The artist Nick Cave has a little something for everybody. Do you like pastel colors and shiny objects? He’s got something for you. How about costume, performance and show? There’s some of that too. Ritual? Craftsmanship? Consumerism? Check. There are so many cultural references sewn, glued and drilled onto Cave’s sculptures that they explode with social baggage. At the same time they somehow are able to separate from their materials, to discard their connotations and history for a sparkling, ostentatious reinvention.
Cave’s Meet Me at the Center of the Earth exhibit, now showing at the Seattle Art Museum, focuses on his “soundsuits,” costume-like sculptures that can either be worn by performers or posed on mannequins. These soundsuits are made from any number of found materials: second hand clothing, discarded handbags, branches, doilies, stuffed animals or human hair. It would appear that just about any item can find its way onto one of his suits; the only prerequisite seems to be that it is either saturated with color or ridiculously shiny. These materials are then collaged together into a wearable item. Trying to distinguish between the original stitchwork of a found dress and the artist’s own tailoring requires an investment of time for those of us without the trained eye. The mannequins are displayed on slightly raised platforms with enough space between them so that the visual energy created feels like something between a runway show and a display window. In a back room of the museum a performance of dancers in soundsuits is projected onto the wall as they bounce, spin, and twirl; the focus is on the sound of the costume and how the fabrics move rather than the performers.
Cave’s work has multiple contexts where it feels comfortable. In part due to his position as director of the graduate fashion program at the School of the Art Institute of Chicago (and the ever present mannequin), it develops a relation to fashion and sculpture. Dance and performance also become a part of the discourse surrounding his work: the soundsuit “invasions” are presentations in public spaces (not to mention that the word on the street is Nick Cave trained with the Alvin Ailey Dance Company). It could also be read as a commentary on late-capitalism: much of the found materials are mass produced castaways and ephemera that are repurposed. And just as interestingly, the work is often read as interpretations of African ceremonial masks and ritual. Indeed, the Seattle Art Museum previously displayed their own Cave pieces in the African Arts wing as opposed to the contemporary section. Perhaps his largest exhibit on the west coast prior to Meet Me at the Center of the Earth was at the Fowler Museum: an institution originally titled Museum and Laboratories of Ethnic Arts and Technology with a focus on non-Western Arts. The soundsuits fit into any or all of these social and political lineages without feeling like a stretch. Yet all of the references have a way of becoming white noise. What emerges from this noise are demanding sculptures that establish a visual presence and their own context that is more than the sum of its cultural parts.

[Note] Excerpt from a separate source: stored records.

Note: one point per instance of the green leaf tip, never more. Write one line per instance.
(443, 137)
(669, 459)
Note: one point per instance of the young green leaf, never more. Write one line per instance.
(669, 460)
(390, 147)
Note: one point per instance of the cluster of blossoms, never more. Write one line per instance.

Perhaps the most layered attribute of the suits is how they seem to be in a state of constant transition, existing somewhere between movement and stillness, action and rest. They are pieces about contradiction. As I look at them I can easily imagine the sounds they would make if they were used in a performance; this makes the silence of the gallery so conspicuous and present. And yet even though they are often worn as costumes, it is difficult to imagine them as being used by just anyone. They seem cumbersome, either to be put on only by professional dancers or not at all. One of the soundsuits has metal floral sconces positioned on a metal armature. This armature wraps tightly around the mannequin starting at the waist with a woven floral bodysuit underneath. Although the piece invites the gaze with the delicate palette and attractive use of roses and shrubbery, it is also cold and guarded. The armature creates a kind of cage or prison around the figure, the metalwork emphasizing a symbolic wall between object and audience. Even the most tactilely inviting works, large suits made of human hair, exist in a state of flux, moving between engagement and distance. They are fuzzy and warm with the colors of gumballs, lollipops or even Mondrian paintings. They are fun. But they are huge and daunting; monoliths of fur that are 7 feet tall, giddy from far but imposing up close. This kind of visual dichotomy is the strength of the work, the active nature of the sculptures that never feel quite settled but always engaging.
You’ve seen Nick Cave’s materials before. He uses a vocabulary that you know. It feels familiar and recognizable, but it also feels new. When you see Meet Me at the Center of the Earth, you’ll be sure to find something for you.